The Commissioner contends that the ALJ sufficiently accommodated Claimant's limitation in concentration, persistence or pace by limiting Claimant to performing simple, routine work. Commissioner's Brief [ECF 27], at 3-4. The Commissioner argues that the ALJ relied upon the opinion of the state agency psychiatrist Dr. Henson who opined that Claimant suffered from mild limitation in concentration, persistence or pace yet retained the RFC to perform simple, routine work. (R. 34, 556). The ALJ, however, determined that Claimant's impairment in concentration, persistence or pace was moderate (not mild), a greater limitation than what Dr. Henson had opined. (R. 27). While a restriction to perform simple, routine work was supported in this record to accommodate a mild limitation in concentration, persistence or pace for Claimant, the ALJ concluded that Claimant had moderate limitation in concentration, persistence or pace.

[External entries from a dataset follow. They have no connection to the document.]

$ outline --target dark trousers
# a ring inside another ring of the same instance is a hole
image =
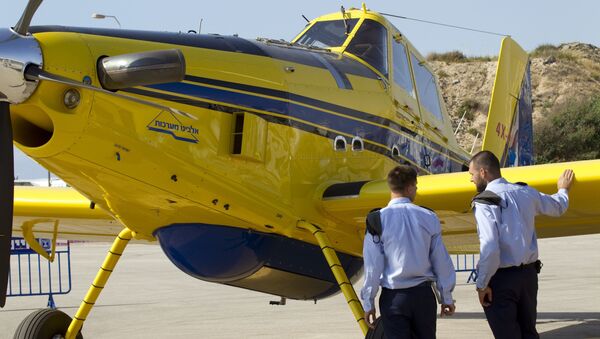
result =
[[[387,339],[435,338],[437,303],[430,284],[398,290],[384,288],[379,310]]]
[[[538,277],[535,265],[501,268],[490,280],[491,306],[485,317],[496,339],[539,338],[537,317]]]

Therefore, the Commissioner cannot rely upon Dr. Henson's opinion that restricting Claimant to performing simple, routine work will accommodate her mild limitation in concentration, persistence or pace and argue that the ALJ accommodated Claimant's moderate limitation by restricting Claimant to work that accommodates a less serious limitation.

Because the ALJ found that Claimant had a greater impairment than Dr. Henson said she had, the ALJ was obligated to explain how she accounted for such greater limitations in her RFC assessment. It is clear based on Seventh Circuit precedent that limiting an individual to simple and routine tasks does not necessarily accommodate a moderation limitation in concentration, persistence or pace without support in the record or further explanation from the ALJ. The Seventh Circuit repeatedly has recognized that limiting a claimant to simple or routine tasks does not necessarily account for or take into consideration a claimant's limitation in concentration, persistence or pace. See e.g., Stewart v. Astrue, 561 F.3d 679, 684-85 (7th Cir. 2009) (rejecting the contention that an ALJ accounted for limitations of concentration, persistence or pace by limiting a claimant "to simple, routine tasks that do not require constant interaction with coworkers or the general public"); Craft v. Astrue, 539 F.3d 668, 677-78 (7th Cir. 2008) (limiting a hypothetical given to the vocational expert to simple, unskilled work does not account for claimant's difficulty with memory, concentration or mood swings). The Court will not speculate as to whether or how the ALJ accounted for the greater limitation she found Claimant had without more explanation from the ALJ on that subject. In this respect, there is a gap in the logical bridge that the ALJ is required to build from the evidence to her conclusion.

Therefore, remand is required so that the ALJ can explain how, if at all, she accounted for Claimant's moderate limitation in concentration, persistence or pace in her assessment of Claimant's RFC. Alternatively, the ALJ should include a moderate limitation in concentration, persistence or pace in Claimant's RFC assessment and incorporate that limitation in the hypothetical questions posed to the vocational expert as the Seventh Circuit instructed in O'Connor-Spinner v. Astrue. The ALJ's analysis as it stands on this record, however, cannot be affirmed.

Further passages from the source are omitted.